Mineralisation at both Kal'makyr and Dalnee is predominantly in the form of stockworks with lesser disseminations, and is associated with Late Carboniferous quartz monzonite porphyry plugs intruding earlier dioritic and monzonitic intrusive rocks of the same magmatic complex. The orebodies take the form of a cap like shell developed above and draped over the flanks of the related quartz monzonite porphyry stock. The dominant hosts to ore are the monzonite and diorite wall rocks, with the quartz monzonite porphyry only containing ore in its outer margins, surrounding and/or overlying a barren core. The focus of stockwork development is fracturing related to both the intrusive contact of the porphyry stock and to crosscutting faulting. Alteration comprises an early K-silicate phase followed by albite-actinolite and peripheral epidote-chlorite-carbonate-pyrite propylites, overprinted by an abundant phyllic episode which is closely related to the final distribution of the ore. Associated mineralisation commenced with barren quartz-hematite veining, followed by quartz-magnetite, quartz-pyrite-molybdenite-chalcopyrite with the bulk of the contained gold, quartz-carbonate-polysulphide with lesser gold, then by zeolite-anhydrite, and finally carbonate and barite veining. Subsequent oxidation and uplift developed a layer of oxide ore, a limited leached cap and supergene sulphide enrichment, largely in zones of fault related fracturing.

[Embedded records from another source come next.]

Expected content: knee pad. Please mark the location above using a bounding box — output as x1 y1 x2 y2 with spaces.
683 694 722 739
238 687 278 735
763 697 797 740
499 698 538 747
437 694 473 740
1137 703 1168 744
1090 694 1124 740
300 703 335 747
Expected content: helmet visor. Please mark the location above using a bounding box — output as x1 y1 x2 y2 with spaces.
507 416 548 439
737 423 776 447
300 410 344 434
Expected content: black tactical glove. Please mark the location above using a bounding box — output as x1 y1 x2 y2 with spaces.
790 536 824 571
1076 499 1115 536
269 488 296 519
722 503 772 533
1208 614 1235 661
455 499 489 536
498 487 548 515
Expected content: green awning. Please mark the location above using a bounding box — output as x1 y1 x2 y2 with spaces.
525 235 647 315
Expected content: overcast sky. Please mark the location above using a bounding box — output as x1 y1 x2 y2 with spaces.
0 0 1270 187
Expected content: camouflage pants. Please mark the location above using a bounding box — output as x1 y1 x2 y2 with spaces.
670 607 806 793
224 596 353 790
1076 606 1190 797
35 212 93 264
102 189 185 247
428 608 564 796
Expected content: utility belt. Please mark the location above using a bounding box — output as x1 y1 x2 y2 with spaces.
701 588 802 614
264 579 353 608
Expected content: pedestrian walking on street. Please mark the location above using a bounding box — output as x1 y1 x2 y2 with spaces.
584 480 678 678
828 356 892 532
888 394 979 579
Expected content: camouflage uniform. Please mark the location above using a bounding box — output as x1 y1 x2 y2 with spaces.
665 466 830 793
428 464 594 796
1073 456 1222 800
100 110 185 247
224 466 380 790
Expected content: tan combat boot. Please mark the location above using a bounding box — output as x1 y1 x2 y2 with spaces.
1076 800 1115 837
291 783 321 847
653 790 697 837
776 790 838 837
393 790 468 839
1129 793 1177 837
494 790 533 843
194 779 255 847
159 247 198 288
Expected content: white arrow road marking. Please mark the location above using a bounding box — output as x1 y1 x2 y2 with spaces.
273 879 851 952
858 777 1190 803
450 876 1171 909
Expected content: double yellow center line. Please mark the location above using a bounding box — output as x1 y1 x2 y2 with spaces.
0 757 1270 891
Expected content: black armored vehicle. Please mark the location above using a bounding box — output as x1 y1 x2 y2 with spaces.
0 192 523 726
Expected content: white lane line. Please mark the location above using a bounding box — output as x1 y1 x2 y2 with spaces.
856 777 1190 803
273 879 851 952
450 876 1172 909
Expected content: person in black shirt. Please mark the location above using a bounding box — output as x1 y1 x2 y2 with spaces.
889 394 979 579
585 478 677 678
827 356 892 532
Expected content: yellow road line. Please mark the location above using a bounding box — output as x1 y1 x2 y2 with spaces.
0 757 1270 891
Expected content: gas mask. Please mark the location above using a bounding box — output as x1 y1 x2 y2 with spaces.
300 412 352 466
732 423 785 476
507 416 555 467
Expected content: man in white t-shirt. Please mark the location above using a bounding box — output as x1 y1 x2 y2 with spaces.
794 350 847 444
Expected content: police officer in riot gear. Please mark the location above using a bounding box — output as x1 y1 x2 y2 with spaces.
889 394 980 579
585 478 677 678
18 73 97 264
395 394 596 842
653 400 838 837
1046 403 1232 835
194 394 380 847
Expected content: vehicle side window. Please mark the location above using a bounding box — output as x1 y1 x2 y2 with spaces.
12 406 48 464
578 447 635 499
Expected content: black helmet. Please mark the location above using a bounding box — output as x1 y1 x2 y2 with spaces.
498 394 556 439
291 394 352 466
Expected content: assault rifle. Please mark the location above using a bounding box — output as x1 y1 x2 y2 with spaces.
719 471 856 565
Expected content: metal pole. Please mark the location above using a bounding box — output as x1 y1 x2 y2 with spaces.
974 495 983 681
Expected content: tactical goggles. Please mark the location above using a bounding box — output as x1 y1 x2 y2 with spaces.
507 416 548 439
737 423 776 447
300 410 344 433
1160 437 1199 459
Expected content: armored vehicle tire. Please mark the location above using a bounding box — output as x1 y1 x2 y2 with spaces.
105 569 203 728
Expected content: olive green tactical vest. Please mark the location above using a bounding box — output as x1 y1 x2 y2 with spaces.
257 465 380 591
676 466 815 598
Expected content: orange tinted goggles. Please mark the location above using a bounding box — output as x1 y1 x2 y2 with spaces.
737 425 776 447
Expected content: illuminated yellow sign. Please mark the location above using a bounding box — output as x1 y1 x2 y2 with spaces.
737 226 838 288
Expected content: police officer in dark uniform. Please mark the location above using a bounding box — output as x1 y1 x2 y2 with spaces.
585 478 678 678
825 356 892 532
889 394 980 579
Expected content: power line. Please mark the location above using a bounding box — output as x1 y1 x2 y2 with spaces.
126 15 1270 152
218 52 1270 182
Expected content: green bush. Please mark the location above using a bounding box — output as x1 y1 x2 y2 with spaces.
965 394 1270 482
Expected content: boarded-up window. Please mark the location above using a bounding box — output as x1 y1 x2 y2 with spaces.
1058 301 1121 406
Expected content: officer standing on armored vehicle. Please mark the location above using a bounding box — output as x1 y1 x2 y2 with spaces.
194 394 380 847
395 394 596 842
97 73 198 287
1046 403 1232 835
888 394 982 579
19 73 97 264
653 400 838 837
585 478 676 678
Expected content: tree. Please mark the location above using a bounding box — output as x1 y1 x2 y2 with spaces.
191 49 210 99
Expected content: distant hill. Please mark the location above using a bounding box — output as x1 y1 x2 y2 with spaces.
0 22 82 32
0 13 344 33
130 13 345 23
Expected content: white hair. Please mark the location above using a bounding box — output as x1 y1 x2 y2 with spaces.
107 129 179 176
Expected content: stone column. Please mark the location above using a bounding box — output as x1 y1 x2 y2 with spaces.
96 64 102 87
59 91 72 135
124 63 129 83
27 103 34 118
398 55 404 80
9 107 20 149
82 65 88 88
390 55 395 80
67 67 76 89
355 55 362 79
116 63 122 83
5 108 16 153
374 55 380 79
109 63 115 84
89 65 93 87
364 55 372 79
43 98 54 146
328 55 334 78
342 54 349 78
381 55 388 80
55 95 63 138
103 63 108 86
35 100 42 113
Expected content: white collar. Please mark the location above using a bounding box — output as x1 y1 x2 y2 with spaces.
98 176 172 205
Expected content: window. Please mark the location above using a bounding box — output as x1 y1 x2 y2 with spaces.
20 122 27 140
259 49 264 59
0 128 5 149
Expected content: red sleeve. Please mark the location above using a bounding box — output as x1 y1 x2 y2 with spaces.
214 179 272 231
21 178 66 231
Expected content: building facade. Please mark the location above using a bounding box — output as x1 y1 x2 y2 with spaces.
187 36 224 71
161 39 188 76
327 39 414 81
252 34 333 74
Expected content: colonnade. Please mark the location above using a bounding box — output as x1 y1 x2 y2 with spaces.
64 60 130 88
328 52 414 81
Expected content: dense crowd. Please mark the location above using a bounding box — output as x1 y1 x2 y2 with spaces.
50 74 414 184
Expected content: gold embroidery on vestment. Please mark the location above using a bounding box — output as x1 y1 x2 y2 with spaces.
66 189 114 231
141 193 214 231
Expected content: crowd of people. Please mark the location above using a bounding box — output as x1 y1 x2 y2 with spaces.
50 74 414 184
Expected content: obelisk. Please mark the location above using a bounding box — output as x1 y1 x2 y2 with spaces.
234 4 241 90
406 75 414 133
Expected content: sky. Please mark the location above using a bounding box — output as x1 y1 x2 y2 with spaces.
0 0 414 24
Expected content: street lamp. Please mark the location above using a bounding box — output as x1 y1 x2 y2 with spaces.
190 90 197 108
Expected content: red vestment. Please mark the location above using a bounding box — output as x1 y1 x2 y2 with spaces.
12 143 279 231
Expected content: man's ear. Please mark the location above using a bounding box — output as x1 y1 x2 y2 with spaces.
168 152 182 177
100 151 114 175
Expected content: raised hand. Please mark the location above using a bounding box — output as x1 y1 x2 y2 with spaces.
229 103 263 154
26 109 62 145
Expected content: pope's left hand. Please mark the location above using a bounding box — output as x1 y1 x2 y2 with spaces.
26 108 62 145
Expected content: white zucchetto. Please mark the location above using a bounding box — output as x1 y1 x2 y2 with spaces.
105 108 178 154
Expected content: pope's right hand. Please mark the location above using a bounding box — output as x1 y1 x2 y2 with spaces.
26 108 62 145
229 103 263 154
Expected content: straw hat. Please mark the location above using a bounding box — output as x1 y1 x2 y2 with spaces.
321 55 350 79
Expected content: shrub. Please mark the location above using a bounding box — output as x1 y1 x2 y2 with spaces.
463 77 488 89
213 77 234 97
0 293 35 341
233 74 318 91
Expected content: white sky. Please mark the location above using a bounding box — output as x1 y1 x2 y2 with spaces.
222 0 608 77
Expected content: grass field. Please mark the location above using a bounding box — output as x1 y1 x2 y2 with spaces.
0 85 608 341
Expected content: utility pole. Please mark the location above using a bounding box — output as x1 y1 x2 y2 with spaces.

Major porphyry Cu-Au and Cu-Mo deposits (e.g. Oyu Tolgoi in Mongolia - >2.3 Gt @ 1.16% Cu, 0.35 g/t Au and Kal'makyr-Dalnee in Uzbekistan - >5 Gt @ 0.5% Cu, 0.4 g/t Au) are distributed over an interval of almost 5000 km across central Eurasia, from the Urals Mountains in Russia in the west, to Inner Mongolia in north-eastern China, to the east. These deposits were formed during a range of magmatic episodes from the Ordovician to the Jurassic. They are associated with magmatic arcs within the extensive subduction-accretion complex of the Altaid andTransbaikal-Mongolian Orogenic Collages that developed from the late Neoproterozoic, through the Palaeozoic to the Jurassic intra-cratonic extension, predominantly on the palaeo-Tethys Ocean margin of the proto- Asian continent, but also associated with the closure of two rifted back-arc basins behind that ocean facing margin. The complex now comprises collages of fragments of sedimentary basins, island arcs, accretionary wedges and tectonically bounded terranes composed of Neoproterozoic to Cenozoic rocks.